Il y avait donc des éléments de toutes sortes, mais cela n ‘empêchait pas le corps d’armée colonial d’être un beau corps, probablement même le plus beau de l’armée française. Tous les régiments possédaient un cadre important de soldats de métier, rompus à toutes les fatigues, vétérans des campagnes coloniales, très aguerris. Les engagés volontaires de longue durée étaient nombreux, troupes ardentes, instruites, d’un moral élevé. Officiers et sous-officiers connaissaient la guerre pour l’avoir longtemps faite. Vaillance calme et forte. En un mot, instrument de combat très solide. C’est avec confiance que le corps d’armée colonial va marcher à l’ennemi.
Le Sud de la Belgique et ses grandes forêts d’Ardenne
Quand on franchit la frontière pour passer de France en Belgique entre Moselle et Meuse, le pays garde, l’espace de 99 kilomètres, l’aspect lorrain. De Longwy à Arlon, quoique les cotes 400 et au-dessus ne soient pas rares, sont encore les champs arables et le sol brun, non gris ; cependant les grands bois commencent, les champs se raréfient au fur et à mesure que l’on progresse vers le nord ; de l’est à l’ouest, les forêts s’épaississent autour de la frontière. A proximité de Longwy, la forêt des Monts, les bois de Musson, le bois de Pas-Bayard amassent déjà sur de vastes étendues leurs ombres profondes. Plus à l’ouest, la jonction de la vallée du Ton et de la vallée de la Crusnes fait comme une péninsule de forêts, bois de Guéville, bois de Labaut, et, de l’autre côté de la rivière, bois d’Etalle et de Saint-Léger, bois de Robelmont. Puis, toujours d’est en ouest, les ombrages deviennent de plus en plus denses : c’est la grande forêt de Merlanvaux, la forêt d’Orval, abritant les ruines de la vieille et puissante abbaye ; ce sont les forêts de Neufchâteau et de Luchy, celles de Chiny, d’Herbeumont, la forêt de Bouillon, et enfin, résumant tout, l’immense forêt des Ardennes.
La forêt d’Ardenne réservait de lourdes surprises aux troupes françaises. Car, ici, le pittoresque prend un caractère stratégique : la forêt défend partout ce sol, par lui-même difficile.

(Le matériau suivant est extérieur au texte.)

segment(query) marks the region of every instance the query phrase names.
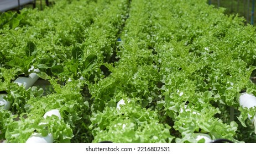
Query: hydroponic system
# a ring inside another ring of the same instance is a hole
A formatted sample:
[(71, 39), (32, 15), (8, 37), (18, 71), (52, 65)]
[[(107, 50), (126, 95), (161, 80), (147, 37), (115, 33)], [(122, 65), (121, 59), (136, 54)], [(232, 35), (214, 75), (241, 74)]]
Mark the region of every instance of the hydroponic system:
[(256, 142), (255, 28), (207, 3), (1, 14), (0, 140)]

La Semois est resserrée entre des rochers monstrueux, elle se creuse un chemin si difficile que dans ses plis et replis, elle ne parcourt, entre sa source et son embouchure que 46 km avec un développement de 137 km.. Elle coule entre deux murailles. Les gués sont nombreux, mais l’ascension des bords qui les surplombent est rude.
LA 3° DIVISION COLONIALE SE MET EN MARCHE VERS ROSSIGNOL
A la pointe du jour, l’avant-garde quitte Saint-Vincent.
C’est le 2° bataillon du 1er R.I.C. qui part tout d’abord. Les hommes n’ont pas mangé depuis 24 heures à cause des déplacements continuels et le départ est si brusque qu’ils n’ont pas le temps d’avaler leur café. Ils n’en conservent pas moins leur bel entrain. Tout le monde flaire l’approche de l’ennemi et cette pointe de danger n’est pas pour déplaire à des coloniaux. L’ennemi, on ne sait pas où il est. Mais l’ordre est de marcher vite et l’étape, on le prévoit, doit être d’une quarantaine de kilomètres.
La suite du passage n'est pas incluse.